반추수(反芻獸)의 창상성간염(創傷性肝炎) 및 비염(脾炎)에 관한 실험적(實驗的) 연구(硏究)

  • Cheong, Chang-Kook (College of Veterinary Medicine, Seoul National University) ;
  • Sung, Jai-Ki (College of Veterinary Medicine, Seoul National University) ;
  • Nam, Tchi-Chou (College of Veterinary Medicine, Seoul National University)
  • 정창국 (서울대학교 수의과대학) ;
  • 성재기 (서울대학교 수의과대학) ;
  • 남치주 (서울대학교 수의과대학)
  • Published : 1982.10.09


The traumatic hepatitis and splenitis were experimentally induced in Korean native goats. General examinations, hematological and blood biochemical findings were investigated up to 10 days after induction of traumatic hepatitis and splenitis. Body weight of goats with traumatic hepatitis and splenitis showed no change or only a slight decrease.

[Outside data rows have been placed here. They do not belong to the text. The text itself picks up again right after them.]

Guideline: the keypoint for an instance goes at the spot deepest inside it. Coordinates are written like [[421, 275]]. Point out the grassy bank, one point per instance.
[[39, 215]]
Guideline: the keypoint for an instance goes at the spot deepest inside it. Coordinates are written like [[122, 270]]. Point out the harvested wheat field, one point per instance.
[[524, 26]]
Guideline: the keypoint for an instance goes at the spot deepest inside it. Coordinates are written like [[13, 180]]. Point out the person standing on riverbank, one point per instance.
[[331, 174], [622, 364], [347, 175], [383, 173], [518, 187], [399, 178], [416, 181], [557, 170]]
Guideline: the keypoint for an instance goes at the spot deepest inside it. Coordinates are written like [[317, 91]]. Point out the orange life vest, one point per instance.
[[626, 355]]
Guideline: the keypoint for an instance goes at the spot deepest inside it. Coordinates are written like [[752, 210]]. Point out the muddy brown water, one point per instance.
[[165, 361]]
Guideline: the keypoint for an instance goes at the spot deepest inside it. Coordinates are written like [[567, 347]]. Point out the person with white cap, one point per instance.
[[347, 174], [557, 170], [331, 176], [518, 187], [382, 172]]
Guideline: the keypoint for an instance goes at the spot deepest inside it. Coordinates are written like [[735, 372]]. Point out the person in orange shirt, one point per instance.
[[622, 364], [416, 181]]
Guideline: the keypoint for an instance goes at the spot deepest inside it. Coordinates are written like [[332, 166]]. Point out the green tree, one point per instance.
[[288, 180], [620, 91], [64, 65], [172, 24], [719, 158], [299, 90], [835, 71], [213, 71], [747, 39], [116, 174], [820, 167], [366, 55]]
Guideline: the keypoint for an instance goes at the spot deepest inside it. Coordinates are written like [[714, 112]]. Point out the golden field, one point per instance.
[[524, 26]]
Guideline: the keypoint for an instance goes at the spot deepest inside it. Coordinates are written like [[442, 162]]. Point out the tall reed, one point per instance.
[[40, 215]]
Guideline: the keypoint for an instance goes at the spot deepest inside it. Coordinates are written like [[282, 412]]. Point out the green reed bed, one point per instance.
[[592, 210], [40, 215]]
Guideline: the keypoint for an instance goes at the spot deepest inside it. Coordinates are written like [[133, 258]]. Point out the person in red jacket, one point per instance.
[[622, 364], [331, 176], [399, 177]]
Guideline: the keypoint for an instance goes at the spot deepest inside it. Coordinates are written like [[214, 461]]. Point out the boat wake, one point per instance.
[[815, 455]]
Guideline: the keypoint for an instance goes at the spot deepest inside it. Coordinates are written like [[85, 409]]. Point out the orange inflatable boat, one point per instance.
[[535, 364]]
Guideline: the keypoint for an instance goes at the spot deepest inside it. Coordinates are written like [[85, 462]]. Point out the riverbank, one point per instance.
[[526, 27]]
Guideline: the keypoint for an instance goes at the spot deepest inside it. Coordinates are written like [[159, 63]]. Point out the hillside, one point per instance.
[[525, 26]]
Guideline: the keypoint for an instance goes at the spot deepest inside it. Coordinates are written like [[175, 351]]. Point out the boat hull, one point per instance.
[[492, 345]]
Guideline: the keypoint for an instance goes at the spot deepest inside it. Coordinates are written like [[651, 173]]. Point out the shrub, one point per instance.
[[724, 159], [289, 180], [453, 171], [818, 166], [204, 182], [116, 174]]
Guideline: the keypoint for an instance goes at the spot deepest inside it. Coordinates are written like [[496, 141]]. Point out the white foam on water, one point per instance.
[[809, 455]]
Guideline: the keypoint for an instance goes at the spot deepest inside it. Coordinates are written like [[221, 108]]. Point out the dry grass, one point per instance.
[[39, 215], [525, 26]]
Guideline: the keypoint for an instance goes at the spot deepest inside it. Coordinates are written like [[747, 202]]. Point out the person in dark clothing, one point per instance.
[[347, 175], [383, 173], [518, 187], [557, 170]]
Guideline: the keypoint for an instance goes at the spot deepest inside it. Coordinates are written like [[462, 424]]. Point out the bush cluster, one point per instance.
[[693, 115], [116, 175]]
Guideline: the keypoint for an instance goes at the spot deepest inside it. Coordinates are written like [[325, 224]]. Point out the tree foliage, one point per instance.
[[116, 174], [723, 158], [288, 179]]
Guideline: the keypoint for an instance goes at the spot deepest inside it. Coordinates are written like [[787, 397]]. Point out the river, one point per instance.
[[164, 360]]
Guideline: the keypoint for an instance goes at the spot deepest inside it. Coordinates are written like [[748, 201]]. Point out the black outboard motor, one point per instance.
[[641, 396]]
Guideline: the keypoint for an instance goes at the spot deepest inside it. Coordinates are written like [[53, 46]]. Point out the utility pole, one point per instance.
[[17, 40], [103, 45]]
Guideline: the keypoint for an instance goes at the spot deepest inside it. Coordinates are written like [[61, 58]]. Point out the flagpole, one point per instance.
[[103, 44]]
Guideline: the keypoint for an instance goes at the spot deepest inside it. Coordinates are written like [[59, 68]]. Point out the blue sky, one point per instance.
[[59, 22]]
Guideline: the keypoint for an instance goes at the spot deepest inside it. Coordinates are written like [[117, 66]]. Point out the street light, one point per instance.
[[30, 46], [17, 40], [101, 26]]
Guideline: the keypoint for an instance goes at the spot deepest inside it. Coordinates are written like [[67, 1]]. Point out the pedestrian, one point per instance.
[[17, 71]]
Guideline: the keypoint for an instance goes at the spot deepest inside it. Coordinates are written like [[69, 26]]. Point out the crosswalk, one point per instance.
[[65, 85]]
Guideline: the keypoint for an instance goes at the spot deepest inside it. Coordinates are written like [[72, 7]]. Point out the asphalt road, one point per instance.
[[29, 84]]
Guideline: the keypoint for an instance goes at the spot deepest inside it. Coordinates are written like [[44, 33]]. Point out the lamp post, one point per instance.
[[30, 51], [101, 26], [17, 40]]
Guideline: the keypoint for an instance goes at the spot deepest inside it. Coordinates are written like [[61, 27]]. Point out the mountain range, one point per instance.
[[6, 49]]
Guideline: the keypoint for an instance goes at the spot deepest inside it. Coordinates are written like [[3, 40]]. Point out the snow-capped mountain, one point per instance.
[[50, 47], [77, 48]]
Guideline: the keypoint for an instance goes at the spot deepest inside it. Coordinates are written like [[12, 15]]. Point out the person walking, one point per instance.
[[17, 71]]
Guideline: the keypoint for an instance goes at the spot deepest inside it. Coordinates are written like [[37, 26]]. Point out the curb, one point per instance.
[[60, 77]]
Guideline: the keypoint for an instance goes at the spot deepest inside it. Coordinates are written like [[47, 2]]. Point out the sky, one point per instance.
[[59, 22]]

Changes in body temperature and respiratory rate were not noted in both experimental groups. Heart rate hart not been changed in traumatic splenitis group but were a little increased in traumatic hepatitis group. Erythrocytic series such as erythrocyte counts, hemoglobin concentration and packed cell volume showed same variation within normal range during the period of observation. Total leucocyte counts showed the considerable increase in both experimental groups. The increase of the percentage of neutrophil and the decrease of the percentage of lymphocyte were more remarkable in traumatic hepatitis group than that of traumatic splenitis group. Serum aspartate transferase activity was increased in both experimental groups after surgery, while serum alkaline phosphatase activity has been decreased conciderably up to 7 days after surgery. Serum lactic dehydrogenase activity has been increased up to 3 days after operation and thereafter the activity has returned to normal level in traumatic hepatitis group and the activity increased only the first day after surgery in traumatic splenitis group. There were no changes in total protein and albumin contents in both experimental groups during the period of observation. Serum total cholesterol contents showed a slight increase in both experimental groups and the range of increase in traumatic hepatitis group was more wide. Serum bilirubin contents were net changed in traumatic hepatitis group, but showed a slight increase in traumatic splenitis group.